Physcion is a common bioactive anthraquinone that is a potential anticancer agent that has been reported to regulate multiple intracellular signaling pathways via targeting protein kinases, cell cycle, transcriptional factors, miRNAs, and apoptosis-related proteins. The excessive glycolysis of cancer cells compared with normal cells, named as Warburg effect, is a major characteristic of cancer and play a critical role in cancer initiation and development.

Research objectives

This work aimed to study the effect of physcion on glycolysis metabolism and sensitizing the HCC cells to sorafenib.

Research methods

Sorafenib-resistant HCC cells were established and treated with sorafenib and/or physcion. The cell viability, proliferation, and apoptosis were measured by cell counting kit-8, colony formation, flow cytometry, and in vivo xenograft model.
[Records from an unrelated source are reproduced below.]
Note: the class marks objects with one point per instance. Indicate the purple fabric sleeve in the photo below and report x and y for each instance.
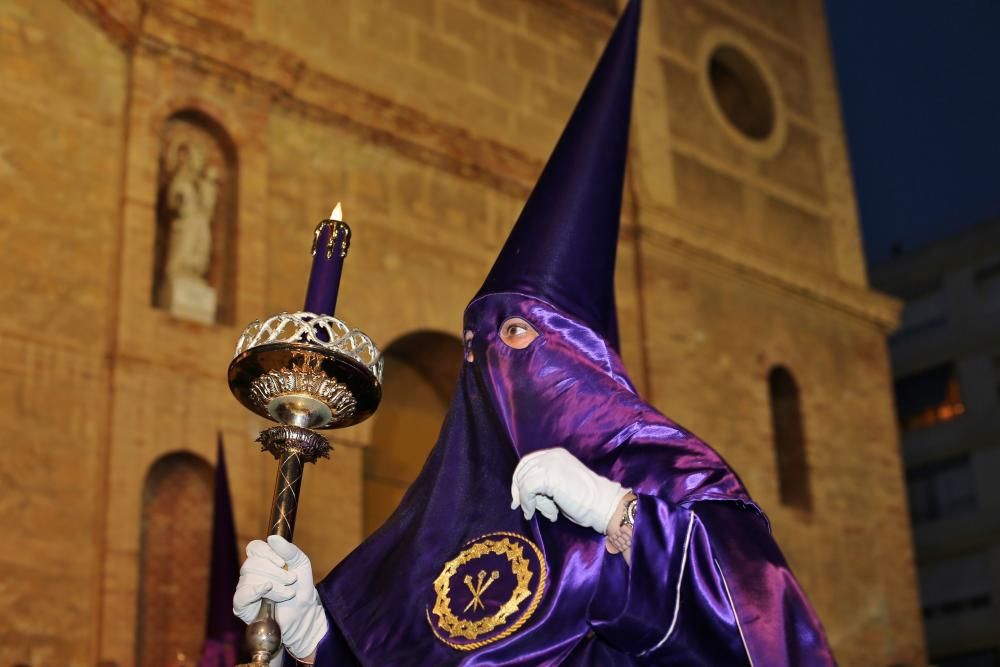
(707, 581)
(333, 649)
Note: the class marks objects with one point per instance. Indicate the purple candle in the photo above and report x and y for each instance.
(330, 244)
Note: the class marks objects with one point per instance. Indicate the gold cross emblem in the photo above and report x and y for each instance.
(482, 583)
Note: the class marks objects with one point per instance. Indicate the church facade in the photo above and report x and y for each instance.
(164, 165)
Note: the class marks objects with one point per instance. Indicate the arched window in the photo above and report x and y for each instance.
(789, 439)
(421, 369)
(174, 560)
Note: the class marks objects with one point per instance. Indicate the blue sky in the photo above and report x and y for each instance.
(920, 91)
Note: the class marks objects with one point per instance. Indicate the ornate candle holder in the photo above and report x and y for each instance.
(304, 371)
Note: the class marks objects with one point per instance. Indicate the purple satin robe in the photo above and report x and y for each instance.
(707, 584)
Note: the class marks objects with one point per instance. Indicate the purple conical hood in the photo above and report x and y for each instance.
(562, 248)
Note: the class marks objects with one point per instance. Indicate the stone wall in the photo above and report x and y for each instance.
(430, 120)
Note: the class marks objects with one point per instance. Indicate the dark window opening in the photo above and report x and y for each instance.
(941, 489)
(789, 440)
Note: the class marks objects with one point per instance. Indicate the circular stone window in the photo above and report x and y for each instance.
(742, 93)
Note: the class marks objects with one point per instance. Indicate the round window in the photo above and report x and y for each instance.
(741, 92)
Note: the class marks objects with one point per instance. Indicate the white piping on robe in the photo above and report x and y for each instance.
(732, 605)
(677, 600)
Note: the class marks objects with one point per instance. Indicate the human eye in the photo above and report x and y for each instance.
(517, 333)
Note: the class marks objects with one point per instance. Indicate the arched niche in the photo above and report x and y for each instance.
(194, 261)
(421, 369)
(794, 485)
(174, 560)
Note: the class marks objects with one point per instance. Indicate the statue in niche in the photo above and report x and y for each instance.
(189, 201)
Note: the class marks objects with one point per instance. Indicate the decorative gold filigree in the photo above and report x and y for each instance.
(511, 546)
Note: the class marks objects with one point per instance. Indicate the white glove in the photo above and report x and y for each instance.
(298, 610)
(551, 480)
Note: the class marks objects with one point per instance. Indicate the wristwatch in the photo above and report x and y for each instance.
(628, 517)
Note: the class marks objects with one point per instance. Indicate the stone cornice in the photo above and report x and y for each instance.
(288, 80)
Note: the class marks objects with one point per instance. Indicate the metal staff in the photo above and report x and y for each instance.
(305, 371)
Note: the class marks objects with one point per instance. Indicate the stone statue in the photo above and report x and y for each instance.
(190, 197)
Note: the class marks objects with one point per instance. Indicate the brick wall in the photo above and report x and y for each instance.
(430, 119)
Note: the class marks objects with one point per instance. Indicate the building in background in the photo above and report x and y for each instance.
(946, 363)
(163, 164)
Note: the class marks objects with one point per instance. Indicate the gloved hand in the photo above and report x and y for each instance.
(298, 610)
(553, 480)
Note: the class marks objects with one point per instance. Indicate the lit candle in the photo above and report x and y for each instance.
(330, 243)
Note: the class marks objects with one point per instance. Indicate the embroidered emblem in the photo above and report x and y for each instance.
(488, 591)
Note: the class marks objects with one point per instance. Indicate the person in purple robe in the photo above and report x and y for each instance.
(560, 519)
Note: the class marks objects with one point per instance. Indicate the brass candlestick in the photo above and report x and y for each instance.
(304, 371)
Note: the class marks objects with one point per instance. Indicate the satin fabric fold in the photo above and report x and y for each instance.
(569, 389)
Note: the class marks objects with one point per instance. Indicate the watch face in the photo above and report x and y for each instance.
(630, 511)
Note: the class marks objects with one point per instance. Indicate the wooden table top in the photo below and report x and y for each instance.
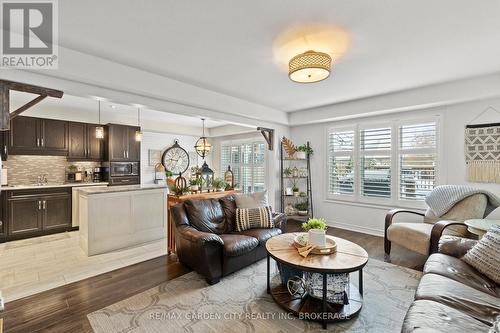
(349, 257)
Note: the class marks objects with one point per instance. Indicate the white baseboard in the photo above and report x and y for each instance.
(364, 230)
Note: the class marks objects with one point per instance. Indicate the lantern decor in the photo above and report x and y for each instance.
(181, 182)
(229, 177)
(207, 175)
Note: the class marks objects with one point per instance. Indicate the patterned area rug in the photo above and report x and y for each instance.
(239, 303)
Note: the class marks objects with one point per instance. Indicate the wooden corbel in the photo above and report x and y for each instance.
(7, 86)
(268, 134)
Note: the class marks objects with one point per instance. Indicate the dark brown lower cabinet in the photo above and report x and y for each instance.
(33, 213)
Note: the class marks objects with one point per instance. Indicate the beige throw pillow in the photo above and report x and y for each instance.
(252, 200)
(251, 218)
(485, 255)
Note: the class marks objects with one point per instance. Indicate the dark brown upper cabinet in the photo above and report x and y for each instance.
(122, 145)
(36, 136)
(4, 145)
(83, 145)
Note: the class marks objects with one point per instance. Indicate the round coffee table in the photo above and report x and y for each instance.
(349, 258)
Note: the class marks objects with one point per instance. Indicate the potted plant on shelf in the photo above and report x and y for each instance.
(302, 208)
(316, 230)
(219, 184)
(303, 151)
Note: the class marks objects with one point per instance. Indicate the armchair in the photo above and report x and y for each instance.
(423, 237)
(207, 240)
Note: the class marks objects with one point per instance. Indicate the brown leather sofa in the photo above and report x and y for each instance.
(452, 296)
(207, 240)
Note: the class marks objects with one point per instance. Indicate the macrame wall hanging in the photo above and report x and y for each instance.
(482, 151)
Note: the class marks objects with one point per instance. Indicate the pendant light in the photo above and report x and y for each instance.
(310, 66)
(99, 130)
(138, 133)
(202, 146)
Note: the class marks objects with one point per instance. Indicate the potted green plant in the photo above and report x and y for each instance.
(178, 190)
(316, 230)
(303, 151)
(219, 184)
(302, 208)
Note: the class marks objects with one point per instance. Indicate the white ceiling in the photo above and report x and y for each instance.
(89, 106)
(232, 46)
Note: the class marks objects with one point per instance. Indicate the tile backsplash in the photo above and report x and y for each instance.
(24, 169)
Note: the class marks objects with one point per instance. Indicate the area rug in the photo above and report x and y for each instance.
(239, 303)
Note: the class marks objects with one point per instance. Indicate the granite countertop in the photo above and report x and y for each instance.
(49, 185)
(121, 188)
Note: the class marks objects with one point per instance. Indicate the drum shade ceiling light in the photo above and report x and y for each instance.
(202, 146)
(310, 66)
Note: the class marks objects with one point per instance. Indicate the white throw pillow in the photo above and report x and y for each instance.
(485, 255)
(252, 200)
(494, 215)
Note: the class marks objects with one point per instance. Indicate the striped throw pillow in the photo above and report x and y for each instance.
(485, 255)
(251, 218)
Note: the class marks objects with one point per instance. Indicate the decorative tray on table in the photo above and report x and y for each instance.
(302, 240)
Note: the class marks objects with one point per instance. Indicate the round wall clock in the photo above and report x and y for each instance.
(175, 159)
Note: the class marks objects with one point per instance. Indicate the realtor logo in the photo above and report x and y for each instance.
(29, 34)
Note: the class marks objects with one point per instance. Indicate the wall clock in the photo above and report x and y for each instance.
(175, 159)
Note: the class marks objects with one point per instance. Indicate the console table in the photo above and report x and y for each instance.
(176, 199)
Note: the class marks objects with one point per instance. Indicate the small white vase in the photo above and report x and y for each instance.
(317, 237)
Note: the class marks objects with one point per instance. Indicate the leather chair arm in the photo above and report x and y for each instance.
(437, 232)
(390, 216)
(455, 246)
(193, 235)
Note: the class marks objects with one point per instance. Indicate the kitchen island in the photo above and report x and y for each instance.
(118, 217)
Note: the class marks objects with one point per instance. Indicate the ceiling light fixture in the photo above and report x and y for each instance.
(310, 66)
(202, 146)
(138, 132)
(99, 130)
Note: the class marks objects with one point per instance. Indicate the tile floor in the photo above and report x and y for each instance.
(34, 265)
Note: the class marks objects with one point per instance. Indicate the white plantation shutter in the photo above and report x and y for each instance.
(417, 160)
(375, 167)
(341, 162)
(247, 161)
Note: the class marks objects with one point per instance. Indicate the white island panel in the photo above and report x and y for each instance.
(116, 219)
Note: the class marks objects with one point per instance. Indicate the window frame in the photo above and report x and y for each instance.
(395, 153)
(240, 143)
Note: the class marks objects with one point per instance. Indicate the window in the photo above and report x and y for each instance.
(417, 160)
(393, 161)
(247, 160)
(341, 162)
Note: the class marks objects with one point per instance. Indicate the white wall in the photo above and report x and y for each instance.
(370, 219)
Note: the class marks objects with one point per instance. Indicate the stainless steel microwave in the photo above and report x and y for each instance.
(123, 169)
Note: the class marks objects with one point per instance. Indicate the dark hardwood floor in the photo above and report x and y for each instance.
(65, 309)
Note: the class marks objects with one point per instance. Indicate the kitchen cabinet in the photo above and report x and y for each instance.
(36, 136)
(4, 143)
(31, 213)
(83, 145)
(122, 145)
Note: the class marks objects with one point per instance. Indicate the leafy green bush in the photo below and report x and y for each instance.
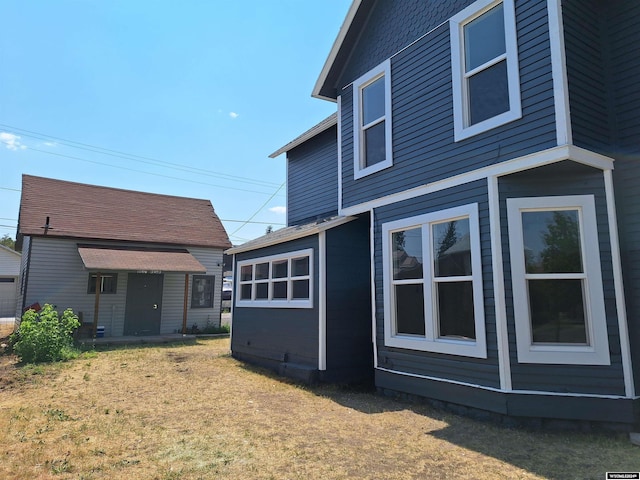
(43, 337)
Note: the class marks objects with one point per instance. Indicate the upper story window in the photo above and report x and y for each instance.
(557, 281)
(433, 283)
(484, 59)
(202, 291)
(372, 121)
(279, 281)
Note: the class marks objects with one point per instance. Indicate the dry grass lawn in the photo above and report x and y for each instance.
(193, 412)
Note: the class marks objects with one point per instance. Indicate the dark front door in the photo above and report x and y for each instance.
(144, 304)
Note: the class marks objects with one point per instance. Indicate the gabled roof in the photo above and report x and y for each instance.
(327, 123)
(348, 33)
(76, 210)
(290, 233)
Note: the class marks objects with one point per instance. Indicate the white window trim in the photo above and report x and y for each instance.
(430, 342)
(460, 96)
(597, 353)
(359, 170)
(276, 303)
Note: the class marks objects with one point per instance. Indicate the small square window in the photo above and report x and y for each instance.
(484, 56)
(108, 283)
(202, 291)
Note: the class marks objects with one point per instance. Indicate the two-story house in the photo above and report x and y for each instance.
(491, 149)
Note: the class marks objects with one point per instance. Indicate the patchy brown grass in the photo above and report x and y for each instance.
(193, 412)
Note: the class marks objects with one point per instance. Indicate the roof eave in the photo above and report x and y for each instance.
(320, 227)
(309, 134)
(337, 45)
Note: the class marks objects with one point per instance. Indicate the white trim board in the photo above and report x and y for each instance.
(502, 333)
(625, 347)
(559, 73)
(497, 390)
(508, 167)
(322, 301)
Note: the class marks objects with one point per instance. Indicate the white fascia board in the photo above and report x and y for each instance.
(508, 167)
(325, 124)
(337, 45)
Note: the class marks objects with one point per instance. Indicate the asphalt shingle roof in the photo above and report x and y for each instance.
(77, 210)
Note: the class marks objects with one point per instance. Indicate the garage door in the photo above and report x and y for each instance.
(8, 296)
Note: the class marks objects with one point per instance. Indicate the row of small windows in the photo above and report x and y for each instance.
(283, 280)
(485, 80)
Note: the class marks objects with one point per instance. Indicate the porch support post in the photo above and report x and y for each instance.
(186, 300)
(96, 307)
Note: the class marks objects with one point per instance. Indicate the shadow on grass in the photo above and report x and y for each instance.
(548, 454)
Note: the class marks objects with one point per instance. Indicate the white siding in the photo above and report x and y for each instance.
(57, 276)
(212, 261)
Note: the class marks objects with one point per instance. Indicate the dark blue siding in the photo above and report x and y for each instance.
(423, 146)
(565, 178)
(464, 369)
(312, 179)
(624, 59)
(274, 335)
(390, 27)
(349, 347)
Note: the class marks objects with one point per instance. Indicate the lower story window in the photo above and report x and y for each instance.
(108, 283)
(433, 283)
(202, 291)
(276, 281)
(557, 281)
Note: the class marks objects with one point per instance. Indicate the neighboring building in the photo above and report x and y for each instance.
(133, 263)
(9, 272)
(493, 147)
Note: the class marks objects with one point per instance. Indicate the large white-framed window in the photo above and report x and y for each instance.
(433, 292)
(484, 61)
(372, 121)
(277, 281)
(557, 282)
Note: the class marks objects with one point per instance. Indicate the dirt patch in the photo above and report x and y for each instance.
(193, 412)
Glucose uptake, lactate acid production, extracellular acidification rate (ECAR), and oxygen consumption rate (OCR) were measured to analyze glycolysis. Expression of glycolysis-related regulators was assessed by western blotting assay.

Research results

The addition of physcion significantly enhanced the antitumor effects of sorafenib on sorafenib-resistant HCC cells, manifested by enhanced apoptosis and suppressed cell growth. The glucose uptake, lactate acid production, and ECAR were elevated, and OCR was suppressed under physcion treatment. The level of PIM1 was elevated and miR-370 was suppressed in sorafenib-resistant HCC cells compared with the parental cells, which was suppressed by physcion treatment. Inhibition of miR-370 notably reversed the effects of physcion on sorafenib-resistant HCC cells.

Research conclusions

Physcion enhanced the sensitivity of HCC cells to sorafenib via enhancing miR-370 to suppress PIM1-promoted glycolysis.

Research perspectives

As a potential anticancer agent, physcion possibly enhances sensitivity in other therapy resistance. Based on the multiple cellular processes that are regulated by physcion, it is possible that PIM1-regulated glycolysis may not be the only mechanism underlying sorafenib sensitivity. Further studies such as high-throughput sequencing analysis may be conducted to explore the comprehensive and in-depth effects of physcion in cancer.